Another risk of VTE in not regularly transfused or non transfused patients affected by TI as well as CDII with mild anaemia could be the longer persistence of altered erythrocytes that form reactive oxygen species and enhance cohesiveness and aggregation .
In our cohort with TI and CDII, we found persistently reactive thrombocytosis, mildly low Hb levels and altered clotting tests. Ischemic cerebrovascular events occurred in 2 patients with TI and CDII respectively.
Furthermore, it has been reported that in oncologic patients with chemotherapy induced anaemia, increased risk to develop thrombocytosis and VTE may be related to the use of Erythropoiesis Stimulating Agents (ESA) that determine iron restricted erythropoiesis. These patients treated with IV iron were significantly less likely to develop thrombocytosis and had a decreased incidence of VTE .
In our cohort we found that 3 splenectomized patients (2 PK deficits, 1 cITP) with low Hb values and iron deficiency during pregnancy had thromboembolic events. In these cases the platelet count, previously normal, was increased probably related to iron restricted erythropoiesis.
However, the risk of thrombotic events could be related to pregnancy itself, because about 1/2000 women develop thrombosis during pregnancy with a 10-fold greater risk than non pregnant women of the same age [21,22].
In conclusion the occurrence of VTE in our splenectomized patients appears in relationship with chronic mild anemia in untrasfused CDII and TI patients showing persistent thrombocytosis after splenectomy. In splenectomized patients with other hematologic diseases we observed VTE in relationship with iron deficiency anemia and increase of platelet count.

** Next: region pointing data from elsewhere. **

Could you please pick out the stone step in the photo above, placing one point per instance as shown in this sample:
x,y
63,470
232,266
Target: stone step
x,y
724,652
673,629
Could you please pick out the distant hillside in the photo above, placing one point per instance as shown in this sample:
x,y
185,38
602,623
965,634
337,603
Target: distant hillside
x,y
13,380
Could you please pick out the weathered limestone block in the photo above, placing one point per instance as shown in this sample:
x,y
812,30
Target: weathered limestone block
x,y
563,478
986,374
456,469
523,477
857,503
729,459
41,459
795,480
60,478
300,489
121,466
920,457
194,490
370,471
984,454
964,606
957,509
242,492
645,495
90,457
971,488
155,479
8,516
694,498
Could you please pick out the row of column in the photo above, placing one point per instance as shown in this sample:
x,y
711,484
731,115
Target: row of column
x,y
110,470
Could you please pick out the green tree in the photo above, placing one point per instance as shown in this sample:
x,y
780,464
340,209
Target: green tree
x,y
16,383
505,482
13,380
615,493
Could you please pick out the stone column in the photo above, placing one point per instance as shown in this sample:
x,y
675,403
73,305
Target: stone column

Moreover we report a little cohort of hematologic splenectomized patients. Multicenter studies on larger cohorts of patients need to understand the pathogenesis and evaluate the frequency of VTE, which is often clinically silent. More knowledge of risk factors and their interactions will enable us to identify early patients at risk with a closer follow-up.